When a skill is the right tool

To be fair to the skill libraries: they are good for what they are. If you are an expert who wants a well-organized reference your agent can pull how-to guidance from — parameter hints, a troubleshooting table, the canonical citation — a good skill is genuinely useful, and the better libraries are worth reading. The honest line is not "skills are bad." It's that a skill and a validated, executed workflow are different categories: one tells an agent how the analysis goes; the other is the analysis, already run, ready to return a result. If what you want is a correct result without spending the afternoon resolving Bioconductor versions and chasing a data-contract mismatch, that difference is the product.

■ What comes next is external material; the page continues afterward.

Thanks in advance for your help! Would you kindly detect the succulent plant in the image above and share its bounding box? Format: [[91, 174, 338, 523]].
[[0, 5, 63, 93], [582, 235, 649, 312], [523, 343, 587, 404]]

BioMate is a life-sciences AI platform that turns validated computational workflows into something you can run by asking. The skill ecosystem is getting better at telling an agent how an analysis goes. BioMate is the part that actually runs it.

The takeaway

Bioinformatics agent skills improved in 2026 — real R DESeq2, citations, even CI. But that CI validates the document, not the run; the code is never executed against real data. A skill tells an agent how an analysis goes. BioMate runs it — in a dependency-complete container, on real input, with the output verified — and returns the result.